Personalised lanyards can be used for advertising. But just how much of an impact does advertising have?
Advertising is a part of everyday life, and we are used to seeing television commercials, flyers and wheel covers to name but a few forms of the medium. Have we become immune to advertising, or does it still have the power to influence us?
In 1985, the makers of Coca-Cola announced that, since Americans seemed to prefer the sweeter taste of Pepsi, Coca-Cola would be discontinued in favour of a sweeter drink, New Coke. The uproar that followed was unbelievable. All three major television networks had extensive coverage on prime-time news. It made the front page of newspapers across the country. People rushed out to buy up the remaining Coca-Cola, often at inflated prices. It became a collector’s item.
Coca-Cola picked up an additional three percentage points of the soft drink market, which translated into $3-billion dollars in additional sales. Whether the coke people were being naïve or clever, the publicity they received without having to pay for newspaper ads, wheel covers or any other form of advertising was priceless.
We know that a great deal of advertising is used to launch a new product, but advertising is just as important to an established business. When Philip K. Wrigley, heir to the largest chewing gum company in the world, was asked during a flight why he still spent so much on advertising, he replied, "For the same reason the pilot of this airplane keeps the engines running when we're already 29,000 feet up." Keeping the product in the public eye using hoardings, lanyards or radio ads, means that the public keeps buying it.
Outdoor advertising is a massive field of opportunity. Much of it works on a subliminal level – we walk past sandwich boards, posters or people wearing personalised lanyards on a daily basis and claim that we don’t even see them, but you can bet that we will recall the message the next time we walk into a shop or place an order online.
Specialty advertising is even more diverse, including matchbooks, key chains, paper weights, coasters, wheel covers, book marks, tie tacks, pins, lighters, cigars, point-of-sale displays, anything you can put a logo or message on, including clothing. The chances are that right now we’re wearing somebody's advertising, and if others like the look of those trousers, that shirt or those shoes, they're one step closer to buying one for themselves.

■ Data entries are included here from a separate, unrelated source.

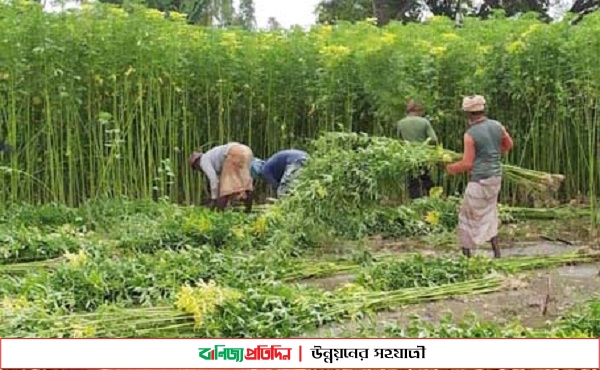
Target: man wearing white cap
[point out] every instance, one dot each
(484, 143)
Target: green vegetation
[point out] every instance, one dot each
(89, 120)
(103, 106)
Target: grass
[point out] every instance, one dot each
(113, 282)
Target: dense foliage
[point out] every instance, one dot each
(110, 101)
(135, 268)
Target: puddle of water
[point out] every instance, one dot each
(538, 249)
(583, 271)
(332, 282)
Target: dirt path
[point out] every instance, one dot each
(565, 287)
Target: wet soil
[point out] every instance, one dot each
(540, 296)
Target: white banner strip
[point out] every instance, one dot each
(298, 353)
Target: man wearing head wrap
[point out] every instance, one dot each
(280, 169)
(485, 142)
(415, 128)
(227, 168)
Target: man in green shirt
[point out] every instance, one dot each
(415, 128)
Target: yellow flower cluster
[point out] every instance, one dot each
(432, 218)
(202, 300)
(14, 304)
(351, 288)
(78, 331)
(76, 260)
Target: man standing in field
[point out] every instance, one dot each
(484, 143)
(279, 170)
(227, 168)
(415, 128)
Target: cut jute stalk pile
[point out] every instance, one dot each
(194, 305)
(401, 157)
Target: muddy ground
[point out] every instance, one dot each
(538, 297)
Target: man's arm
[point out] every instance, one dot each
(465, 164)
(506, 143)
(431, 134)
(209, 171)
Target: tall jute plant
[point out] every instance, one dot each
(107, 101)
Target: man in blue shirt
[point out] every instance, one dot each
(279, 170)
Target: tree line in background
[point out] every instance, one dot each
(332, 11)
(223, 13)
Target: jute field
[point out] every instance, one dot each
(99, 238)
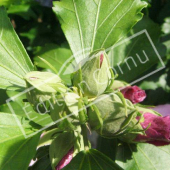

Nowadays product placement and television sponsorship is the big thing in advertising. It doesn’t seem particularly odd to us that the number one soap opera is sponsored by the number one chocolate-seller in the UK. We are used to the electronic signage flashing around the edges of our football matches.
The answer is that however immune we may think we are, the need and desire to buy and sell are integral parts of human life and advertising is the most effective way of doing this.